Can convert partial feeds to feeds with full articles with a built-in Readability style conversion engine! Multiple viewing modes: full article view, headlines view, headlines + one article (Opera RSS reader style), newspaper view, magazine view Built-in Social Media plugin support (Youtube, Youtube Search, Facebook, Twitter, Instagram, VK, LinkedIn Groups, LinkedIn home feed, LinkedIn Jobs, LinkedIn hashtag feed, Yammer, Bitchute, Vimeo, SlideShare, Pinterest, Reddit, Telegram, Rumble, Dribbble, eBay (4.12.0+)) Full standalone feed reader (RSS, Atom, RDF) as a Firefox/Chrome/Vivaldi extension - no online services needed We believe privacy is important so that only you know what sources you follow. Therefore it is vital to learn new things every day and follow relevant and valuable sources of information effortlessly. We believe that the faster you learn, gain new knowledge and information the better you will succeed in life as an individual and as an organization.
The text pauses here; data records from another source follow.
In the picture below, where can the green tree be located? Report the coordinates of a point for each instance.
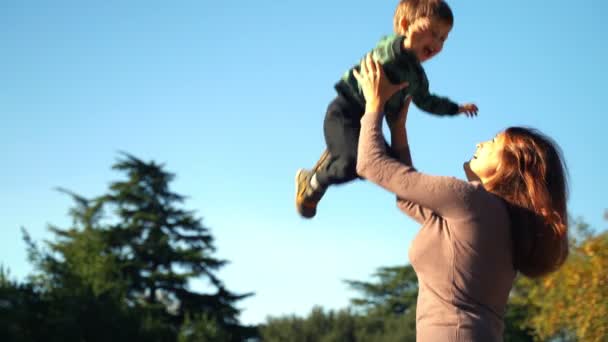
(162, 247)
(572, 303)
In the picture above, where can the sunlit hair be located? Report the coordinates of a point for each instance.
(532, 178)
(415, 9)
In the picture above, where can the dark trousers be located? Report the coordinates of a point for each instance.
(341, 128)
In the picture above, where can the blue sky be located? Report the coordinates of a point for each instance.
(231, 97)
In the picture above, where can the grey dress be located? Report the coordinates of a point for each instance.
(462, 253)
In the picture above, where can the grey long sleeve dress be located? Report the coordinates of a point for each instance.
(462, 253)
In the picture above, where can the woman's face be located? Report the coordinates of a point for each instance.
(487, 157)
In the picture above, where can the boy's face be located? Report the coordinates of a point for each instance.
(426, 36)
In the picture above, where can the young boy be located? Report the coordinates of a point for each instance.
(421, 28)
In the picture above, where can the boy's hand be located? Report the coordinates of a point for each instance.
(468, 109)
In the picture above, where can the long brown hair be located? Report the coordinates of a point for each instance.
(532, 178)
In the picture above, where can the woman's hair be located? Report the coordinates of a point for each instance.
(532, 178)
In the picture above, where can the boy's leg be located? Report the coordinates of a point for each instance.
(338, 163)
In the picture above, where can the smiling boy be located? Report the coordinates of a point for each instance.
(421, 28)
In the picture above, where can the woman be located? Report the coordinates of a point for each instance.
(476, 235)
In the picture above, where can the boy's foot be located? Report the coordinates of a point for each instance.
(307, 198)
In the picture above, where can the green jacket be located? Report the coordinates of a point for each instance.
(400, 65)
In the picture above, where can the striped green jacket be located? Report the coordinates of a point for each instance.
(400, 65)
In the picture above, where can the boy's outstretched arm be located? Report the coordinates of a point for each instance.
(439, 105)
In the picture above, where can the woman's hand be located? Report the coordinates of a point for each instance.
(377, 89)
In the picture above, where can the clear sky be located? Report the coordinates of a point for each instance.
(231, 96)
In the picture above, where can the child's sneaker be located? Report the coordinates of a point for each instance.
(307, 198)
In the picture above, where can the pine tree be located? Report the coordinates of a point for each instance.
(162, 247)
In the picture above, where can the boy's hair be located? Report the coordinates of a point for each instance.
(414, 9)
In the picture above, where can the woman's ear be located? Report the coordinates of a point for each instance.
(471, 176)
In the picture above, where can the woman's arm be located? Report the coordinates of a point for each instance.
(401, 149)
(445, 196)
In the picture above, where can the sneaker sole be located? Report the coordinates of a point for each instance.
(304, 211)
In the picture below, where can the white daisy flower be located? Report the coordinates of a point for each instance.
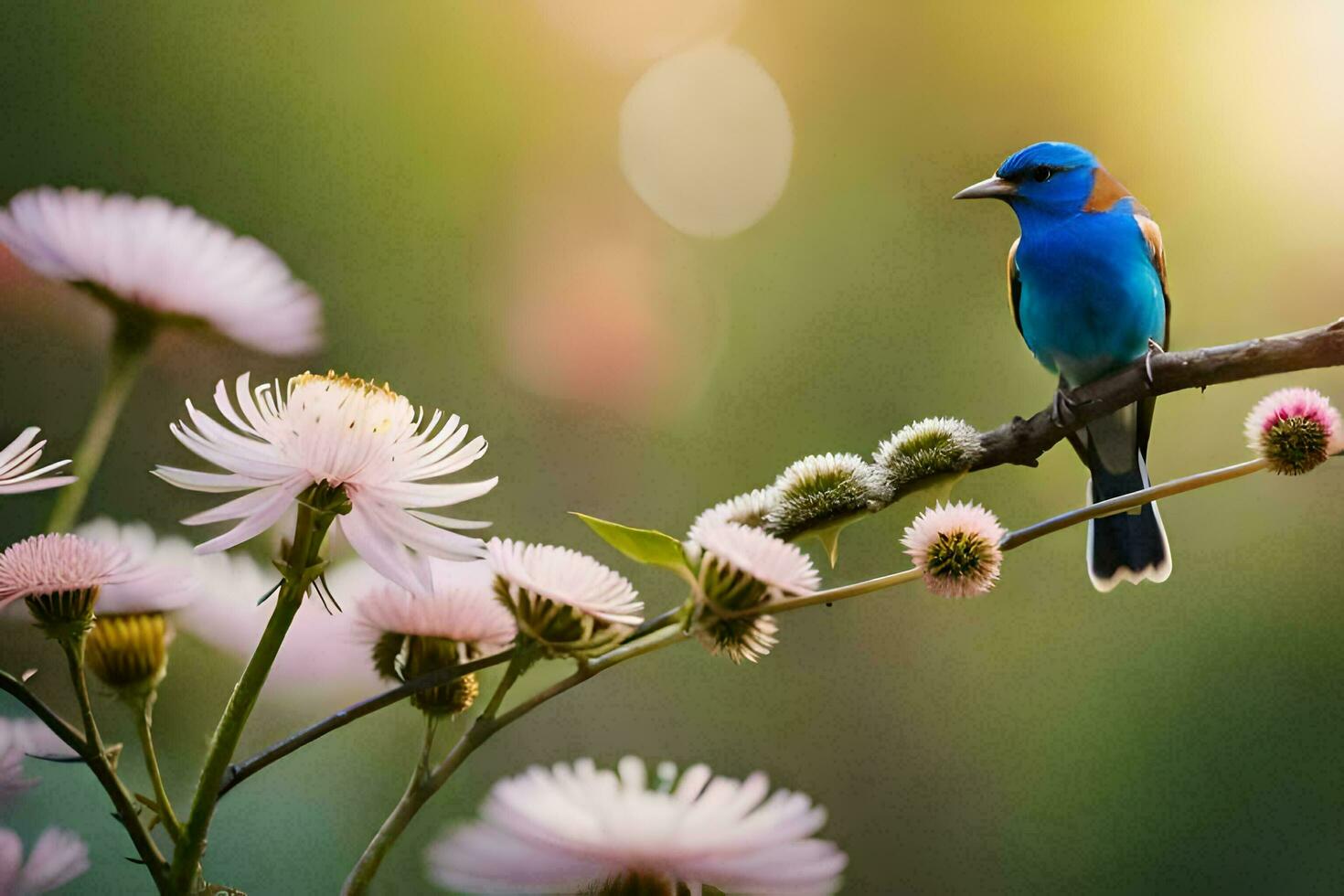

We believe that all the new information that you are interested in, should be automatically aggregated into one place from various sources you care about (both Internet and intranet) into easy-to-read format and automatically filtered based on the rules you define. We believe it is waste of valuable time to spend minutes or even hours every day to go through dozens of websites, blogs, news sites and social media sites manually. Loading those excerpts and images just takes time I don’t have.We believe time is our most valuable asset. I’m familiar enough with these websites that I know they’re worth bookmarking and keeping an eye on. I have to judge from the titles alone whether a post is worth reading. Unlike an online feed reader, this method does not display any excerpts or images from the posts. You can now read the feed directly from your bookmarks bar:Īs you probably noticed, you can organize these links into folders, just like ordinary bookmarks: Which will bring up the “Subscribe with Live Bookmark” option: In that case, click on the “View Feed XML”: Occasionally, however, you’ll be redirected to a website with a variety of subscribe options. Go ahead and select your “Feeds” folder in your bookmark bar: In other words, you will bookmark this feed: Generally, you will get a pop-up window that asks you to “Subscribe with Live Bookmark”. Here’s what it looks like on the Moodle News website: Now, navigate to the site in question and look for their RSS feed icon. First, create a folder called “Feeds” in your bookmark bar. Instead, I use Firefox as my feed reader. You can use online readers such as Google Reader or Bloglines, but I don’t have that kind of time. Instead, I simply follow their RSS feed.Īn RSS feed is a list of recent posts from a website. Of course, I don’t have the time or energy to go through each one every day or even every week. Yes, you read that correctly: several hundred. I’m online a lot: there are probably two dozen or so websites that I read regularly another fifty or so that I read intermittently, and several hundred that I keep an eye on.